LOW TEMPERATURE VISIBLE AND INFRARED REFLECTANCE SPECTRA OF SOLID AND LIQUID METHANE WITH APPLICATIONS TO THE OUTER SOLAR SYSTEM ICY BODIES

Reflectance spectroscopy is used to determine the composition of the surfaces of outer solar system bodies by comparing observed spectra to experimental laboratory data of proposed materials in the visible through mid-IR. The acquisition of observational reflectance spectra has surpassed laboratory studies at outer solar system temperatures. To fully understand the composition and phase of materials composing the icy outer solar system surfaces, it is essential to have low temperature reflectance spectra of candidate materials to compare to observed reflectance data. Methane is an abundant molecule, existing in several forms in the outer solar system, which has yet to be studied with low temperature reflectance. We present low temperature (50-100K) methane reflectance for both solid and liquid phases in the visible through mid-IR, 300 to 3300 nm.

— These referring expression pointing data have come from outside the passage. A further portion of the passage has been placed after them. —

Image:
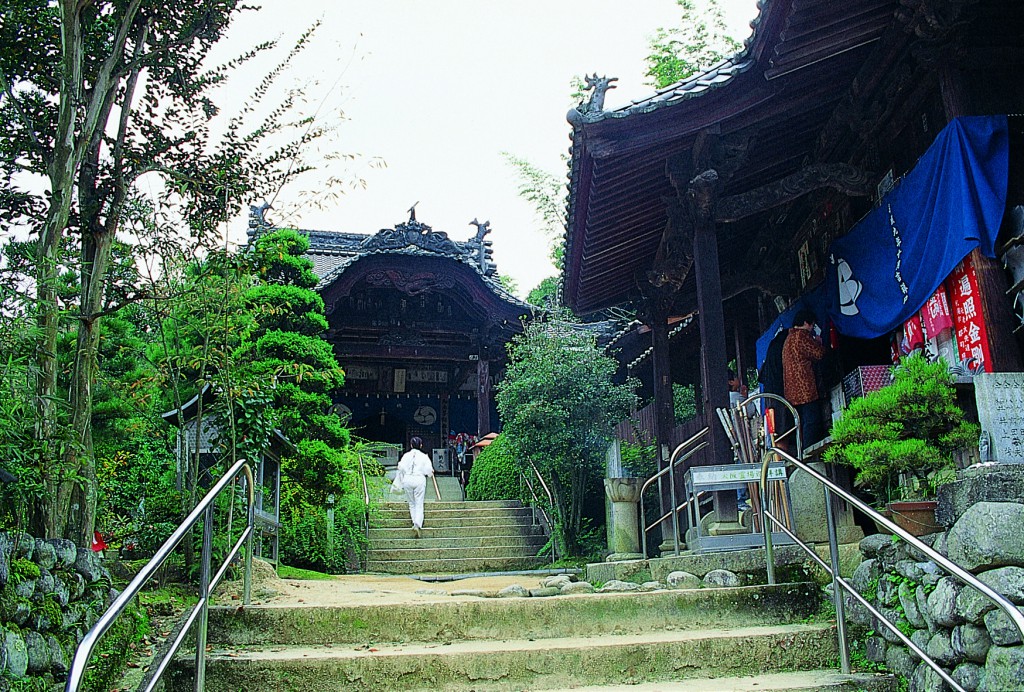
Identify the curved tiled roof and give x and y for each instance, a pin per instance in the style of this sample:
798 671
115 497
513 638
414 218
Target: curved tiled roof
333 252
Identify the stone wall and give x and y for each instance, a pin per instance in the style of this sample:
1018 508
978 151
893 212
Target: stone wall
955 624
50 594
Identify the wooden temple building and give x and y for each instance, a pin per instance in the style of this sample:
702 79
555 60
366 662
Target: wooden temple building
720 205
419 321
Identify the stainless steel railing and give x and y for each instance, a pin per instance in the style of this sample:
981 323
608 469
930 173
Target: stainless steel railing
840 584
538 505
204 511
670 469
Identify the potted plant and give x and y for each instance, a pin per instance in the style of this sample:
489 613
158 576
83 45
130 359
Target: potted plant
901 440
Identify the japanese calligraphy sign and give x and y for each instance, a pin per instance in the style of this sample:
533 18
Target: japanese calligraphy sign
972 339
936 313
1000 411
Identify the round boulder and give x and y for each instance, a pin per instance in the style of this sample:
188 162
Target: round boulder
39 652
15 652
988 535
617 587
578 588
44 555
66 551
718 578
681 579
513 591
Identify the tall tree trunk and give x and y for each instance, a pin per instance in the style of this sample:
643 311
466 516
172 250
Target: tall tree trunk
82 492
48 516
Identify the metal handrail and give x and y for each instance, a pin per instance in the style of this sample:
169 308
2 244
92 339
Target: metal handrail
839 582
536 506
204 510
366 506
670 469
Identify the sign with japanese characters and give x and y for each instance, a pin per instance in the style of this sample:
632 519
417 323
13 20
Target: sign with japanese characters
972 339
1000 411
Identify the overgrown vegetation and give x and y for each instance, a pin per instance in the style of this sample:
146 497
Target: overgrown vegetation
558 405
497 474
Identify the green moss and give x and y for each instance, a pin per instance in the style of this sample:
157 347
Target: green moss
111 658
25 568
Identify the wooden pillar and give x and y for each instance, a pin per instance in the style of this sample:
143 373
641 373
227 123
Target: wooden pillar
714 363
482 396
992 282
665 416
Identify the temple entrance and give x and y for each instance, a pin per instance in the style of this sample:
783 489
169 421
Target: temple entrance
390 429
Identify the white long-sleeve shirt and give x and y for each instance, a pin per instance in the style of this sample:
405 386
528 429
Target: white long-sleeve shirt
415 465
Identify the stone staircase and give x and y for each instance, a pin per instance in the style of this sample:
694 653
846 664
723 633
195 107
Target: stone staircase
750 638
458 537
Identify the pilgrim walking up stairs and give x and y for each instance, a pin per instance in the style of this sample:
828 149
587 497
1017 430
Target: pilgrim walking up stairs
457 537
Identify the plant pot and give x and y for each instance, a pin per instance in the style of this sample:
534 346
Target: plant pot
916 518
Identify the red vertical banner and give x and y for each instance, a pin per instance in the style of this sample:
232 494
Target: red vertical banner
936 313
972 337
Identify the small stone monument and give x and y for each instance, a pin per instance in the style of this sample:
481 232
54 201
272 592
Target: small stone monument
624 493
999 477
1000 411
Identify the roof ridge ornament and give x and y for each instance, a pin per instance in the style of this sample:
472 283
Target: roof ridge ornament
481 229
600 86
257 220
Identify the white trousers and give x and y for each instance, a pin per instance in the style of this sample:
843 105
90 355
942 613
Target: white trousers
415 490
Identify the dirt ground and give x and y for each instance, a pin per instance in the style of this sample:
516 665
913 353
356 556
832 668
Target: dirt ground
268 589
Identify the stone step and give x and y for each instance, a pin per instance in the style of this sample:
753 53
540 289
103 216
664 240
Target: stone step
536 541
456 531
821 681
497 618
518 663
456 565
451 522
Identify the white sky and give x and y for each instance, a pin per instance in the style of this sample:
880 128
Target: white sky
438 88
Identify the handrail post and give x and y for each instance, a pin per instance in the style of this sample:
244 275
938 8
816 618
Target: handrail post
675 514
838 597
643 526
247 579
204 590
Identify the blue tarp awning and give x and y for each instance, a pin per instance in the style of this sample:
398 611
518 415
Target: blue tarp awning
891 262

Diamond anvil cells were loaded with methane gas at about 180-200 MPa at the Geophysical Laboratory at the Carnegie Institution of Washington. The initial state of methane in the diamond cell at room temperature was gas. The loaded diamond anvil cell was analyzed at U2A beamline, National Synchrotron Light Source at Brookhaven National Laboratory where synchrotron light was used as an infrared source. Liquid helium was used to obtain the low temperatures needed. Reflectance spectra were obtained at about 5-10K intervals between 100 and 50 K.

We compare our methane reflectance spectra to the observed spectra of Pluto and Triton. Pluto, and its close cousin Triton, formed approximately 40 AU from the sun at temperatures less than 50K. We find good agreement between the three main absorption bands in the 1.6-1.8 μm range, and the three main bands in the 2.2-2.4 μm range, characteristic of methane. Our laboratory spectra show little temperature dependence of the absorption band peak widths or positions in the 100-50 K range. Ground based telescopes have been used to determine the surface composition of both of these icy bodies; however the New Horizons mission to Pluto will obtain a more detailed spectral map of Pluto's surface.